Deferred taxes in business acquisition with international operations
FINANCIAL REPORTING INSIGHTS |
An acquisition of a business that is comprised of or includes international operations causes additional complexities in determining the proper opening balance sheet accounting for deferred taxes beyond those typically associated with a domestic acquisition.
While Topic 805, Business Combinations, of the FASB’s Accounting Standards Codification (ASC) provides recognition and measurement guidance for assets acquired and liabilities assumed in a business combination, it does not explicitly require the acquirer to push down the fair value of all assets acquired and liabilities assumed to each separate acquired entity, division or branch. However, ASC 740-10-30-5 provides the following guidance: “Deferred taxes shall be determined separately for each tax-paying component (an individual entity or group of entities that is consolidated for tax purposes) in each tax jurisdiction.” As a result, amounts assigned for financial reporting purposes to the individual assets acquired and liabilities assumed must be theoretically pushed down to each tax-paying component in the relevant functional currency to properly apply ASC 740, Income Taxes.
Deferred taxes are provided for differences between amounts assigned to assets and liabilities for financial reporting purposes and their associated tax basis (i.e., inside basis differences). The resulting temporary differences from properly pushing down (either directly in the books or by maintaining memo accounts or schedules) the portion of the acquisition price related to each foreign tax-paying component should be multiplied by the appropriate foreign tax rate and then translated into the reporting currency at the spot rate on the date of acquisition.
In addition to inside basis differences, the difference between the acquirer’s tax basis in shares of the acquired entity (including its lower tier subsidiaries) and the financial reporting carrying amount of the investment in the subsidiary is also a temporary difference (i.e., outside basis difference), even though the investment may be eliminated in consolidation. ASC 740 provides for certain exceptions to recording deferred taxes on the outside basis differences resulting from investments in foreign subsidiaries. Note that both the acquirer’s permanent reinvestment exception assertion and deferred tax determination should be made without regard to the previous assertions and determinations made by the acquired entity.

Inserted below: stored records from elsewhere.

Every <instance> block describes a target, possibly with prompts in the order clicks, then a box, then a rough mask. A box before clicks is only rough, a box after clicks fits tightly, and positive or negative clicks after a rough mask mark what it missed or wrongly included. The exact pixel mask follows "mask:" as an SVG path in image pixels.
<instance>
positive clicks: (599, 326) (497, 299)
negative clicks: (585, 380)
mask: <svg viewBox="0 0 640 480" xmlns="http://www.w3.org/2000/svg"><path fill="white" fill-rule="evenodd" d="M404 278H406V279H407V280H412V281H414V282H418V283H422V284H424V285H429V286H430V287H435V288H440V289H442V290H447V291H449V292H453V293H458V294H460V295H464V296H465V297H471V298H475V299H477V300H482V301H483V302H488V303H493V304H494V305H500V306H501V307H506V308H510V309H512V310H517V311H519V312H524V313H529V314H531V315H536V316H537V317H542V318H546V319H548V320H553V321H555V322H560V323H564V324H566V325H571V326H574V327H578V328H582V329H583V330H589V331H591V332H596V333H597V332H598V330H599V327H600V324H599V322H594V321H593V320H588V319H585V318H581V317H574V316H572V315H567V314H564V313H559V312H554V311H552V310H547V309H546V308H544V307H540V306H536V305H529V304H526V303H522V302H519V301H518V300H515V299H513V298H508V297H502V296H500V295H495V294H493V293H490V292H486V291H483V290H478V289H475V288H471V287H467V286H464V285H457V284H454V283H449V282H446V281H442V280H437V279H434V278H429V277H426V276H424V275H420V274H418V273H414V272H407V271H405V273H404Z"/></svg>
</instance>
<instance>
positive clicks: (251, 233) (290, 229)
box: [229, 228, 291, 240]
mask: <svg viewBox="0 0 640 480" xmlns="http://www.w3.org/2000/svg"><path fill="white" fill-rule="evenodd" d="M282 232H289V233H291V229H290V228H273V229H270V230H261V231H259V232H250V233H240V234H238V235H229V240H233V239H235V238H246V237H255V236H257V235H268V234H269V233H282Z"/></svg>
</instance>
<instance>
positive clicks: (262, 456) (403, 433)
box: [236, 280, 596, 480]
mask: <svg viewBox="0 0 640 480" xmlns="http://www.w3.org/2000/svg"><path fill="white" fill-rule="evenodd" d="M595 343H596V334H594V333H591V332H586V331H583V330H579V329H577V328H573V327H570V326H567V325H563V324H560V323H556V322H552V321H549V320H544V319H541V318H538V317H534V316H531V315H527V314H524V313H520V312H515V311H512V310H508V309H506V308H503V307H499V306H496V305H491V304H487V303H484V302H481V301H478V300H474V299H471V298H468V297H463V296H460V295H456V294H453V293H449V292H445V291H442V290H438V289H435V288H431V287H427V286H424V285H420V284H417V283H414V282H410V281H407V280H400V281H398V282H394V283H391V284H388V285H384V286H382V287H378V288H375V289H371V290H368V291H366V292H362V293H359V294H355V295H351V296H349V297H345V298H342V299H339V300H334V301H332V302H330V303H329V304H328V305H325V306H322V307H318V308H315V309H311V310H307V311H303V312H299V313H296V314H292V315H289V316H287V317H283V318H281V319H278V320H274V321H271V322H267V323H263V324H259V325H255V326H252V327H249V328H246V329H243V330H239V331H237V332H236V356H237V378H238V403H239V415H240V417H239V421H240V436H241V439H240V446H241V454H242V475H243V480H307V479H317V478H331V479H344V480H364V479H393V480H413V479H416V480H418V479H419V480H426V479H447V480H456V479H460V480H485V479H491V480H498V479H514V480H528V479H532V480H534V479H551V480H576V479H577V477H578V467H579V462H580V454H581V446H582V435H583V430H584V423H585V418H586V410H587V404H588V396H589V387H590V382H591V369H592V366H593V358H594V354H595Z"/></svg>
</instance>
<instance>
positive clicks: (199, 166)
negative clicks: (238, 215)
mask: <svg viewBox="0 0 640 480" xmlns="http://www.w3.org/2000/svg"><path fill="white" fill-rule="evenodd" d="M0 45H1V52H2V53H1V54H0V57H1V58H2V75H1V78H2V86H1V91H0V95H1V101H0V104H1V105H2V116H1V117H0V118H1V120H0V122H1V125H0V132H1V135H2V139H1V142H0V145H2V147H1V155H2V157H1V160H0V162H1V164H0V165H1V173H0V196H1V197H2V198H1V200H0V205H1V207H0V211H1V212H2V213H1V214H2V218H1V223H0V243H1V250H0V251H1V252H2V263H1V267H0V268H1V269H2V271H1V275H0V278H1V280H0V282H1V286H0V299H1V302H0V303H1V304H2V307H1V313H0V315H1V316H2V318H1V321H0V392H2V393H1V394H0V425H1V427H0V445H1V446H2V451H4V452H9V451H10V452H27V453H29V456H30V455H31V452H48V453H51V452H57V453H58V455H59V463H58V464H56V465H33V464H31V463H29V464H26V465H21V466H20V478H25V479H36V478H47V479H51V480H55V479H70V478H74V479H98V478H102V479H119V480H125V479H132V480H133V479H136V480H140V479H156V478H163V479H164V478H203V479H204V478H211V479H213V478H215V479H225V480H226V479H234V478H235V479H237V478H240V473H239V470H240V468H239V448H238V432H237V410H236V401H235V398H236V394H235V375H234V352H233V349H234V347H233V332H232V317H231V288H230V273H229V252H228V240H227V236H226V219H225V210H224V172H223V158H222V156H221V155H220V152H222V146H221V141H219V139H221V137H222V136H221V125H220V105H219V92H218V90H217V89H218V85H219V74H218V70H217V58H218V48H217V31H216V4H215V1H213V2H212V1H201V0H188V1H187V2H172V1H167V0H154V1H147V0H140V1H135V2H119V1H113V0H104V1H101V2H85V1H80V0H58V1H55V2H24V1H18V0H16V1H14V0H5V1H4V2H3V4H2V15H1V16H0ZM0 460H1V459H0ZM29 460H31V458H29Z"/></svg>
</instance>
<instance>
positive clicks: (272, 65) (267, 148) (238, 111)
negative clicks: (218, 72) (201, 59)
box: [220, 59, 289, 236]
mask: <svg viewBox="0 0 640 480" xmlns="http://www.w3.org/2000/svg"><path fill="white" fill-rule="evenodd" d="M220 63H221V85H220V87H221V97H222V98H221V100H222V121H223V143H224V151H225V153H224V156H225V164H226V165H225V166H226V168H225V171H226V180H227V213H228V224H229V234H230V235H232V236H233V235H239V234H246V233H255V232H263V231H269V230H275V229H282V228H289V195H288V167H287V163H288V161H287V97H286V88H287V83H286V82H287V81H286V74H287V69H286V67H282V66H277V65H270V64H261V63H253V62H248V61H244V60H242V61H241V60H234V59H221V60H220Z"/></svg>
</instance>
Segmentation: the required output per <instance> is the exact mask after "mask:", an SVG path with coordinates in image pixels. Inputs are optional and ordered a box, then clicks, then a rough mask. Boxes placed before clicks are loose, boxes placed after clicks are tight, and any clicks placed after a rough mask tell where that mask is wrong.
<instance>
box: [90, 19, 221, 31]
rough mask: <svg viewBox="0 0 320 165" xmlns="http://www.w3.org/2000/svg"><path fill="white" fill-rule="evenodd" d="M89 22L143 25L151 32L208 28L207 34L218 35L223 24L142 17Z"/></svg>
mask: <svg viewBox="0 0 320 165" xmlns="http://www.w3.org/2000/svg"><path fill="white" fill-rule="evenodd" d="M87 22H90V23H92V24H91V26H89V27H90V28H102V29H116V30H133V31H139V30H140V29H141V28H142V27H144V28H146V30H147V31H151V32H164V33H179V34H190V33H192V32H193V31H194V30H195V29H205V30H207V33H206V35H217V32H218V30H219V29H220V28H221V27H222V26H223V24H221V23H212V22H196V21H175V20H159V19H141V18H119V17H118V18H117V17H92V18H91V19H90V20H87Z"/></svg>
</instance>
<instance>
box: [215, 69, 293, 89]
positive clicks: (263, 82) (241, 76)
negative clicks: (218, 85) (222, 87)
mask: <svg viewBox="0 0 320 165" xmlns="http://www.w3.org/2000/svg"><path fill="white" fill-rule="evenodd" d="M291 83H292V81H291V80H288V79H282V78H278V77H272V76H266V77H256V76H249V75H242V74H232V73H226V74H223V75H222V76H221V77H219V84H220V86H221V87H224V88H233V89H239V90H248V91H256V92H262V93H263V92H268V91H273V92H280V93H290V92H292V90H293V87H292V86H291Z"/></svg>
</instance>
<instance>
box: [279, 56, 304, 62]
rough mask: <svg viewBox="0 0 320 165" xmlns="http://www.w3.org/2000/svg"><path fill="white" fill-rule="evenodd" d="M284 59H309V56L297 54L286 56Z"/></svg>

Further complexity also can arise in an acquisition involving a foreign branch whose income or loss is included as part of the U.S. entity’s U.S. tax return. Foreign branch basis differences may result in deferred tax consequences in both the foreign and U.S. tax jurisdiction, both of which impact the opening balance sheet amounts recorded as a result of the business combination. To properly determine the total tax effect of such basis differences, the acquirer should consider all relevant provisions of both foreign and U.S. tax laws.
When acquiring a business with international operations, consultation with subject matter experts will help ensure the deferred taxes related to that acquisition are appropriately recognized.